Okay, green tea, that's much better in terms of the detail I need. Now I have something to work with.
It does seem, from this description, as though what you are experiencing is equanimity within a state of
passaddhi. green tea:
I started meditating a while ago and have used all sorts of methods, though particularly noting, metta, and choiceless awareness practices. I had insights into non-duality and emptiness.
Recently I have been paying a lot of attention to when I start trying to 'conceptualize': judging, thinking about the past or future, having preferences, trying to understand my experience. I purposely let those things go. Once all or most or much of those concepts are gone, I enter this state where everything seems perfect, vibratory, and pretty selfless.
Your work in this area is the same as that of the person striving to achieve "bare attention" as that term is used and described in Nyanaponika Thera's classic book
The Heart Of Buddhist Meditation.

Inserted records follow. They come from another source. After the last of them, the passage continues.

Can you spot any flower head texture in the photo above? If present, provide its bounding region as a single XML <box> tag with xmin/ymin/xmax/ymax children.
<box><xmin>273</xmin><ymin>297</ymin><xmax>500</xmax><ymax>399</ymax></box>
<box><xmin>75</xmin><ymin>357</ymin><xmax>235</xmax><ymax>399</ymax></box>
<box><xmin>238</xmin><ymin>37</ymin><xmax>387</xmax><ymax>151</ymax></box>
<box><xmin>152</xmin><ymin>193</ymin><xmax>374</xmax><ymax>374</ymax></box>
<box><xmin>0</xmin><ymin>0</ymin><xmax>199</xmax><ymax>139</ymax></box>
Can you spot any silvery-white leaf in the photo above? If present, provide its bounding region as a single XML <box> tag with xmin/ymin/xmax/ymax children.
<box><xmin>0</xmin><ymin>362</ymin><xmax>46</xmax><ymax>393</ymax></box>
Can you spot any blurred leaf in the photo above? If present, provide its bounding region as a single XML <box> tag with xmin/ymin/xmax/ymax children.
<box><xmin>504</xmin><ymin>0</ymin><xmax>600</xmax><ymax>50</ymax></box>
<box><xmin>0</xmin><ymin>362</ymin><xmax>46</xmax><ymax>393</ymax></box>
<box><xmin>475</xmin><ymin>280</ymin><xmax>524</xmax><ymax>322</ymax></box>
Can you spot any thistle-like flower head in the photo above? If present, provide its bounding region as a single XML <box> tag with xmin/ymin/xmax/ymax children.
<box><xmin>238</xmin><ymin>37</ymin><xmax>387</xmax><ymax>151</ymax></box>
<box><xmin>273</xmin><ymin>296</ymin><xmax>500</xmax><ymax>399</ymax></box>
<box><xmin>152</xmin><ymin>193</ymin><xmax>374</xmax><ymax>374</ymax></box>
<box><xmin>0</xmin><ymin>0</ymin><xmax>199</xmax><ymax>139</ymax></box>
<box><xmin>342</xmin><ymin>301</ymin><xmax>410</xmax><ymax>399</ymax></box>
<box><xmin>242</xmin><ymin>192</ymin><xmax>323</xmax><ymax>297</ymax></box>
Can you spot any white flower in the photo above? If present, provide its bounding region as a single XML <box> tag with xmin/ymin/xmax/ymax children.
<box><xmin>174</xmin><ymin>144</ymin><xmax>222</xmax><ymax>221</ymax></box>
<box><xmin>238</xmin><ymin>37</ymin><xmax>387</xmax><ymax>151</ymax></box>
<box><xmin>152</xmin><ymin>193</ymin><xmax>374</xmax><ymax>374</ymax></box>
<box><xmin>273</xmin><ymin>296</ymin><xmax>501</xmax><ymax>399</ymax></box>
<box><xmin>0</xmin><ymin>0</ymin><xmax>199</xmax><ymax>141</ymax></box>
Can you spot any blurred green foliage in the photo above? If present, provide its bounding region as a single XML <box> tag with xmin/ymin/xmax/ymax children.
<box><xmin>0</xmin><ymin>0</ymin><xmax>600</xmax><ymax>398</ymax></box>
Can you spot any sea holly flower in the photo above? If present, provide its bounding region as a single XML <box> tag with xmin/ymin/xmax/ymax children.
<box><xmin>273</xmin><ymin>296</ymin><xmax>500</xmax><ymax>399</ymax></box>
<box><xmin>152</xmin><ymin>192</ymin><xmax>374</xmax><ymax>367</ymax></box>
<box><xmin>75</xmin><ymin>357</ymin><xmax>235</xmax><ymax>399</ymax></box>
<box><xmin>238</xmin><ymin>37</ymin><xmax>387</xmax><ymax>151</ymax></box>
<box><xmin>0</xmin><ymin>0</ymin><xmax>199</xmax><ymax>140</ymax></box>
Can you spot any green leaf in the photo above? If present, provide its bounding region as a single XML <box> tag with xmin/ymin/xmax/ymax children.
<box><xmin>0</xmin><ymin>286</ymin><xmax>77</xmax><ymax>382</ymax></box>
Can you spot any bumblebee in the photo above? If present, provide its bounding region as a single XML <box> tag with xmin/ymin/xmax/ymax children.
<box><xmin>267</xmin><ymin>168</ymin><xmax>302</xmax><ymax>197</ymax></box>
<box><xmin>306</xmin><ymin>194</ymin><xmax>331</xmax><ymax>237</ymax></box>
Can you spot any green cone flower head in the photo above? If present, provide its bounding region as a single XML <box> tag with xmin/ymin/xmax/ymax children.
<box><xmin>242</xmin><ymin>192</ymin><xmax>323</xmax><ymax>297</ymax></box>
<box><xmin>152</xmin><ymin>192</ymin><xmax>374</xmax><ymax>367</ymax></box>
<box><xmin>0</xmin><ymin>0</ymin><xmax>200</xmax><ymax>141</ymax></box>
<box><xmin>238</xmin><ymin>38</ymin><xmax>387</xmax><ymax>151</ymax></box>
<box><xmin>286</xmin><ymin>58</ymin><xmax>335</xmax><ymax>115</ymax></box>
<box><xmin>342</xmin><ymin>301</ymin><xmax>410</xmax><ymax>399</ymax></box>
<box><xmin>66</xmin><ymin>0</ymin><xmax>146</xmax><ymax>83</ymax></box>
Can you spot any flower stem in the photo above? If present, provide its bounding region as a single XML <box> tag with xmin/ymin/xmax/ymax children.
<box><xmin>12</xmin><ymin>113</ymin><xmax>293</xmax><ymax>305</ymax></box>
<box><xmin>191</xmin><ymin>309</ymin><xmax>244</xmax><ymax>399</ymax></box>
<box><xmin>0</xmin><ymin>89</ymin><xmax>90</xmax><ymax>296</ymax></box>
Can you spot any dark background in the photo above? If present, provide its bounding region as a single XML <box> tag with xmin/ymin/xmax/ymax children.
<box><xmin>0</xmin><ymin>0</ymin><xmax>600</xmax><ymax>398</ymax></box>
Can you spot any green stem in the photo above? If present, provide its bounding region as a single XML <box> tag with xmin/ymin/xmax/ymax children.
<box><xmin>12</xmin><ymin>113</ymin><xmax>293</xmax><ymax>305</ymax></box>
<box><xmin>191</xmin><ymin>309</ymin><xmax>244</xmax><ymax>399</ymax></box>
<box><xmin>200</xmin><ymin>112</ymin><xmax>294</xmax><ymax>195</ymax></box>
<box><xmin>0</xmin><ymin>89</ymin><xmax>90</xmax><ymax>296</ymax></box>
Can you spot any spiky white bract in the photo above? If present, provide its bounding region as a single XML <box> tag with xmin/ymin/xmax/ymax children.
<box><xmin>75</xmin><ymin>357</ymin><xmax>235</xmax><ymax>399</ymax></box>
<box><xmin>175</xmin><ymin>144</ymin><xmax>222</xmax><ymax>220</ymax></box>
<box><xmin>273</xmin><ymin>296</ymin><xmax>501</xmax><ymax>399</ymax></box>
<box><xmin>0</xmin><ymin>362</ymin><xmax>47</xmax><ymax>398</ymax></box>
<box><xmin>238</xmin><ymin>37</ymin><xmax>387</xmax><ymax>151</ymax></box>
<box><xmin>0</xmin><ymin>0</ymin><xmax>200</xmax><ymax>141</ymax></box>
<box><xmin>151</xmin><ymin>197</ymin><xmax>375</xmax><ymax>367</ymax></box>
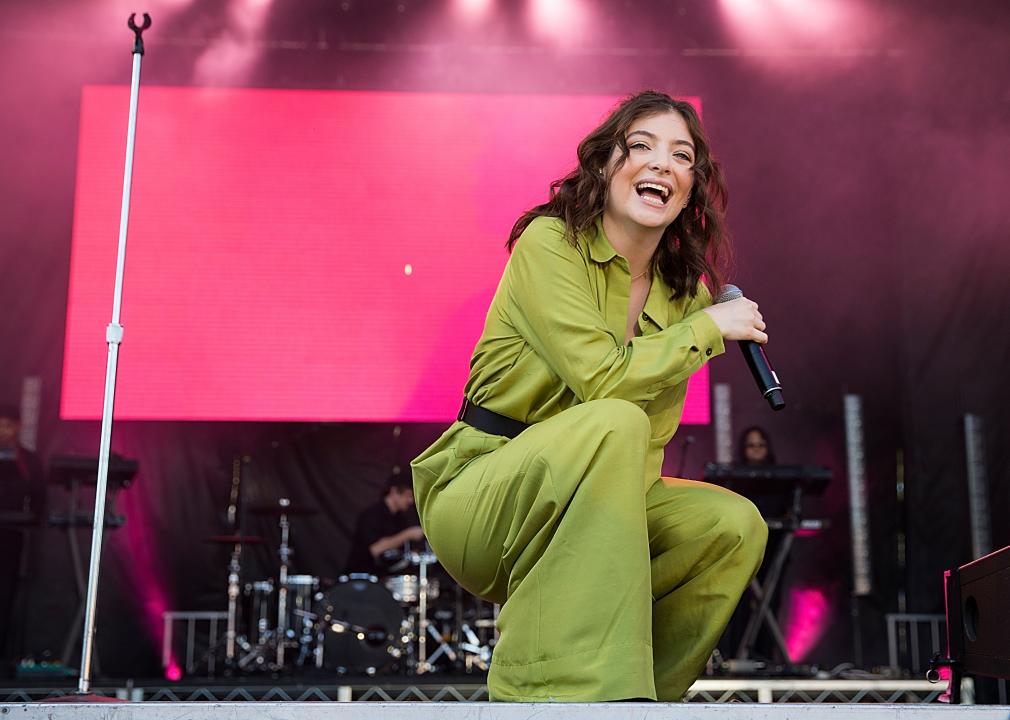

Bare attention, in the same way that the practice of equanimity does, attempts to get the practitioner to filter out prejudices and biases in viewing phenomena in order to just see it just as it is, in plain unadorned terms, neither liking or disliking, with an evenness of mind and view in order to see it as it is: as impermanent, unsatisfactory, and without self nature.
This is not really a state
per se, but rather a new (different and more accurate) way of perceiving phenomena. Accurate in the sense that it does not bring with it preconceived notions about the phenomenon. Therefore, one doesn't develop what can sometimes be irrational ideas and reactions to the phenomenon, causing one to experience
dukkha.
green tea:
Sometimes it's almost like I don't recognize objects, though I seem to get along fine, even when doing highly technical things or interacting with other people.
Yes. This is just a phase you are experiencing. It, too, will pass given time. I used to have the same experience. You just have to become used to it, and the "feeling" of not recognizing things will also eventually pass. This is just your reaction to this new way of perceiving things. As it becomes a more familiar way of being, it loses that sense of being a special experience and becomes integrated into your normal view of things.
green tea:
I don't consider it an 'afterglow' because it happens for days and weeks at a time even outside of formal meditation.
"Afterglow," in the way I was using it, doesn't have a time limitation on it (unless the interpreter – oneself – wishes to place one on it). An afterglow, then, can last several minutes to several hours to several days to several weeks.